Commission adopts Action Plan to further the free movement of workers

In November 1997, the European Commission adopted an Action Plan to improve the conditions for the free movement of workers within the European Union. The Action Plan reinforces previous commitments to completing the single market and aims to improve cooperation between different actors and information about career opportunities in other Member States.

On 12 November 1997, a communication was adopted by the European Commission which presented an Action Plan to improve the conditions for the free movement of workers within the European Union (EU). The right to free movement of workers within the European Union was originally set out in Article 48 of the Treaty of Rome and includes the right for any European citizen to enter the territory of any Member State in order to work or look for work. However, despite the fact that the right to free movement for workers has one of the most developed legal frameworks in EU law, there exist gaps and flaws which were highlighted by the "high-level panel" on the free movement of people in March 1997.

The Action Plan builds upon the recently published Commission proposal for Guidelines for Member States' employment policies for 1998, which stresses the crucial role of labour mobility in the proper functioning of the single market and in the promotion of a skilled, trained and adaptable workforce.
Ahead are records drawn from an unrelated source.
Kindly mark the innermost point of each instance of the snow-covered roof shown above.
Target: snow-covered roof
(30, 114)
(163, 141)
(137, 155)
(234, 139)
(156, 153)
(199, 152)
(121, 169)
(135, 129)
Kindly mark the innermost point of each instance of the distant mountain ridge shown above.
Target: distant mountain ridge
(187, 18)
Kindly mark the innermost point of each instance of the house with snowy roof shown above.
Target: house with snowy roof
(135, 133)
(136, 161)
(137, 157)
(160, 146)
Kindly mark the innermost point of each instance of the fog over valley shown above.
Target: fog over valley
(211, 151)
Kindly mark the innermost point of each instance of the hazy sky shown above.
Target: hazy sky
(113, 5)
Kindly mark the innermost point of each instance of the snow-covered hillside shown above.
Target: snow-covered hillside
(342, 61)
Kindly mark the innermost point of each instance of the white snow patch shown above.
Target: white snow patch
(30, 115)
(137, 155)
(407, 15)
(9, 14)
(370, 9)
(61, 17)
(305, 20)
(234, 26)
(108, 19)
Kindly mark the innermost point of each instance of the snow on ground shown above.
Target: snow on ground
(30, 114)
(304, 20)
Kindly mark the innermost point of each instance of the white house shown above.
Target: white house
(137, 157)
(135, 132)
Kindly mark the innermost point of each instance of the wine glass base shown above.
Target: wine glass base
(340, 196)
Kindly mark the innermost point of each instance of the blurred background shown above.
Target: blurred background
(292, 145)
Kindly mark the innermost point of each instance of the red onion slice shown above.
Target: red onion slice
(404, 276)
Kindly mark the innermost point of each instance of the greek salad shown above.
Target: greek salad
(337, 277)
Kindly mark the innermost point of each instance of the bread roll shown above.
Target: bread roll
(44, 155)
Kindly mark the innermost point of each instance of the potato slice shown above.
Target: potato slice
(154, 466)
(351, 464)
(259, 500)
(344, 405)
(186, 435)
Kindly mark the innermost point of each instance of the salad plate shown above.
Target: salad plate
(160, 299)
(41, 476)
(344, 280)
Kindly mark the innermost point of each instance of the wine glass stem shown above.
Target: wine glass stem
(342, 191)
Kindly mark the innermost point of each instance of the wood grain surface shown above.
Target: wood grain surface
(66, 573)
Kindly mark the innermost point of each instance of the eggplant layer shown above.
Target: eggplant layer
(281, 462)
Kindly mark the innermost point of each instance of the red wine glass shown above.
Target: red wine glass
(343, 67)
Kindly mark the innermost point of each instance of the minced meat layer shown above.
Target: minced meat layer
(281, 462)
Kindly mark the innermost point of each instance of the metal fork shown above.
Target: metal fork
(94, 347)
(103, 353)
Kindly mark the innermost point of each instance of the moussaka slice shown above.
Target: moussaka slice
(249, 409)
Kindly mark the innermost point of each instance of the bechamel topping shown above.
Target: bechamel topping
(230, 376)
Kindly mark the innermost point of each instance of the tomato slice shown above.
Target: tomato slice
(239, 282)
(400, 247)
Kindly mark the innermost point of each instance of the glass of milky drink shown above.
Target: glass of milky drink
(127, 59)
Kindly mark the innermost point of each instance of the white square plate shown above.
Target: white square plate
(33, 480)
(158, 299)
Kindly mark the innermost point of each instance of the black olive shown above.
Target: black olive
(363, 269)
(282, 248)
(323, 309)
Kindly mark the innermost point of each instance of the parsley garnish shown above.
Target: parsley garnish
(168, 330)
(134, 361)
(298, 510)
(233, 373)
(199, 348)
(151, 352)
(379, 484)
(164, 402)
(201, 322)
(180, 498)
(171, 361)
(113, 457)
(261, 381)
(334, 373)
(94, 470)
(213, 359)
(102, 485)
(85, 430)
The Action Plan also reinforces the commitments agreed at the European Council meeting in Amsterdam in June 1998 concerning the full implementation of the single market (EU9706133N).

The commissioner responsible for employment and social affairs, Padraig Flynn expressed his support for the Action Plan because of the slow progress in labour mobility since the adoption of the main European rules on movement of workers almost 20 years ago. He said that: "We need to take decisive action ... as only 5 million Europeans reside in another Member State and less than 2% of the working age population in the EU consists of people from one Member State working in another ... many European citizens find their attempts to work in another Member State frustrated by legal, administrative and practical obstacles."

The comprehensive approach to free movement of workers set out by the Action Plan has five aspects.

  • Improve and adapt existing legislation to facilitate free movement of workers, notably in the fields of: right of residence; family reunion; equal treatment concerning social and tax advantages; equal treatment and social integration of the worker's family; coordination of social security; education and training; supplementary pensions; and inclusion of third-country nationals in the system of coordination for social security. (The last two issues are already the subject of legislative proposals - EU9710156N and EU9711162N.)
  • Make the labour market more transparent through the establishment, by 2000, of a system of enhanced cooperation among public employment services aimed at offering jobseekers, wherever they live, information on vacancies, training opportunities and working conditions, wherever they would like to move.
  • Developing active cooperation with national authorities so as to ensure the efficient functioning of the existing legal framework, by upgrading administrative coordination and information mechanisms for citizens and enterprises, setting up specific contact points for migrant workers and improving c-operation with the social partners.
  • Make the right to free movement better known among the actors in the labour market, through the existing information structures and campaigns, highlighting the benefits for training and recruitment possibilities of a "single space of professional mobility".
  • Develop innovative projects under Article 6 of the European Social Fund (ESF) Regulation. The ESF will finance projects supporting free movement of workers and a call for projects will be launched in early 1998.

The Action Plan seeks to involve all concerned - such as citizens, national, regional and local authorities and social partners - to participate in the reinforcement of the above mechanisms that will further the free movement of workers.